Conscient des attentes de l’opinion publique et des griefs souvent portés par l’opposition, Romuald Wadagni a tenu à rassurer sur son attachement aux principes démocratiques. Sans citer nommément les dossiers polémiques des exilés ou des détenus politiques, il a placé son futur mandat sous le signe du respect institutionnel « Je voudrais vous dire tout mon engagement à être garant des libertés individuelles, à respecter nos institutions, à respecter nos traditions, à respecter la démocratie », a-t-il affirmé avec force devant un auditoire attentif.

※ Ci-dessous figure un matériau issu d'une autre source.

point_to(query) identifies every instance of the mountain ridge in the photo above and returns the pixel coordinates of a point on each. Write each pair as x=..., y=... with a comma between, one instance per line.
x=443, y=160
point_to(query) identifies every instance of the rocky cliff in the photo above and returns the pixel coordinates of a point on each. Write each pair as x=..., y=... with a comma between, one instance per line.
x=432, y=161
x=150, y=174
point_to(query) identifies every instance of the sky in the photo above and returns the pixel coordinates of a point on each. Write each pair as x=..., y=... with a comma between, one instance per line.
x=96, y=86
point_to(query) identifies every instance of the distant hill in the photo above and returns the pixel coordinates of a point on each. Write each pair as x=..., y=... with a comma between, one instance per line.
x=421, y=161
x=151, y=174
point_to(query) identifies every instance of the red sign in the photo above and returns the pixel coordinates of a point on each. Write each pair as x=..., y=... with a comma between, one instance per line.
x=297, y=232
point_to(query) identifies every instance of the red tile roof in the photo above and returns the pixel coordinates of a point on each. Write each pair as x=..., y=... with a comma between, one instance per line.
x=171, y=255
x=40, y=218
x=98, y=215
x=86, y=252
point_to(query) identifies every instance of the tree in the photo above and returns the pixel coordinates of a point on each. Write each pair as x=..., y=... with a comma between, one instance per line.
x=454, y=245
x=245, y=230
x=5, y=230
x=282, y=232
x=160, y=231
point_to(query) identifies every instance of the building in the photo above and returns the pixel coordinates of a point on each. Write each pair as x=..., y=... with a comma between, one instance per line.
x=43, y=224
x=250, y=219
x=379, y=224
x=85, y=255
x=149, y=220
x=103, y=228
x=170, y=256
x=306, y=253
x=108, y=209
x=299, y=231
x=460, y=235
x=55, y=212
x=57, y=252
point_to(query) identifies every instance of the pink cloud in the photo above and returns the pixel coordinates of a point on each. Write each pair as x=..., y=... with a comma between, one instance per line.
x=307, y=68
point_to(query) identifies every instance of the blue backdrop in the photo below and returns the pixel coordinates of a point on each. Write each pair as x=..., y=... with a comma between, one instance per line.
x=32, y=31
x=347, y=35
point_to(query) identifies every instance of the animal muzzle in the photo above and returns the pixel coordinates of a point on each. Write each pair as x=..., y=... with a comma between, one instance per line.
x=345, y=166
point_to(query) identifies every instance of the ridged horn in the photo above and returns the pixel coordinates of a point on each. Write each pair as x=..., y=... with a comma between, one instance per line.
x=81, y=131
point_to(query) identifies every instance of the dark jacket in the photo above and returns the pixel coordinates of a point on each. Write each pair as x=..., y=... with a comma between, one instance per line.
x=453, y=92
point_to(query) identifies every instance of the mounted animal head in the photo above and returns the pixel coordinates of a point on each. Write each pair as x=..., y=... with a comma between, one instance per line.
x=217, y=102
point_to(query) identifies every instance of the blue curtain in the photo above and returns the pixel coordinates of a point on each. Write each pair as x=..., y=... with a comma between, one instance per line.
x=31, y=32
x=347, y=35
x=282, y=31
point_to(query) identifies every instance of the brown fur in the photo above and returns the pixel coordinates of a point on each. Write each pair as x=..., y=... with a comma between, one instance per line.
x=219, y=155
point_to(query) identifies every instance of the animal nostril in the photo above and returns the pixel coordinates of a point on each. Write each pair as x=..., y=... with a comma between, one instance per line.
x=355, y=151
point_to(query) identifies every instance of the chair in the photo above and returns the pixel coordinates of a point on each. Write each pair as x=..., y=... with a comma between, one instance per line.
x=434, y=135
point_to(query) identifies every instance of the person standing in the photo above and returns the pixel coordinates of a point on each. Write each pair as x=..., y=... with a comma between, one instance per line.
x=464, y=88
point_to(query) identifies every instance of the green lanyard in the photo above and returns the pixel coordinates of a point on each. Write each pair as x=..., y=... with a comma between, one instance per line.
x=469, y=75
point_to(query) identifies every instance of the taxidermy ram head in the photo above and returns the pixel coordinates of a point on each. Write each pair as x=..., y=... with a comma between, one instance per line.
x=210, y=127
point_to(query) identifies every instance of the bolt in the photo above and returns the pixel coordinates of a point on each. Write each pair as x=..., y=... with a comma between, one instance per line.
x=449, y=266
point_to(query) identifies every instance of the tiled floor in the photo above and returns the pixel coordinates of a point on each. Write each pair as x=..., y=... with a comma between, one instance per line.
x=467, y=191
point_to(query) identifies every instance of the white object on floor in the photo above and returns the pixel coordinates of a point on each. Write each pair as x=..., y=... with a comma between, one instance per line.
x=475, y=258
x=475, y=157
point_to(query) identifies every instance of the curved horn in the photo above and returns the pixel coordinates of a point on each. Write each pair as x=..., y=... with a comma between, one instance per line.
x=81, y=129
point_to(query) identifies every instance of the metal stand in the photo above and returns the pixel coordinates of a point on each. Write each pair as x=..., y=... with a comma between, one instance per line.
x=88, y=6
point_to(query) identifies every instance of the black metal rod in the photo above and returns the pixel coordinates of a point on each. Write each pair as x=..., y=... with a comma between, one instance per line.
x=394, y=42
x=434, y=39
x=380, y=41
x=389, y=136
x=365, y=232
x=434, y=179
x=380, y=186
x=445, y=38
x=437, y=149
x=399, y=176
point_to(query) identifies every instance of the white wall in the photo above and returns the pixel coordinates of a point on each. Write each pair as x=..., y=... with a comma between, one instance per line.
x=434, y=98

L’un des points marquants de son intervention réside dans sa lecture lucide de la décennie écoulée. Tout en assumant l’héritage de Patrice Talon, le candidat propose une phase de maturité politique basée sur deux piliers à savoir, consolider les réformes structurelles menées depuis dix ans pour en garantir la pérennité. Romuald Wadagni a admis, avec une humilité remarquée, que tout n’a pas été parfait. « Ce que nous avons mal fait, ensemble, dans le dialogue, nous allons rectifier ce qu’il y a à rectifier », a-t-il promis.
Pour le candidat, la consolidation de la démocratie béninoise ne doit pas se faire au détriment de l’identité nationale. Sa vision repose sur un équilibre subtil entre la modernisation politique et le respect des valeurs traditionnelles. En adoptant cette posture pragmatique, Romuald Wadagni envoie un signal d’ouverture aux électeurs préoccupés par le climat social, suggérant que l’ère de la « reconstruction rigoureuse » pourrait laisser place à une ère de « concertation nationale ».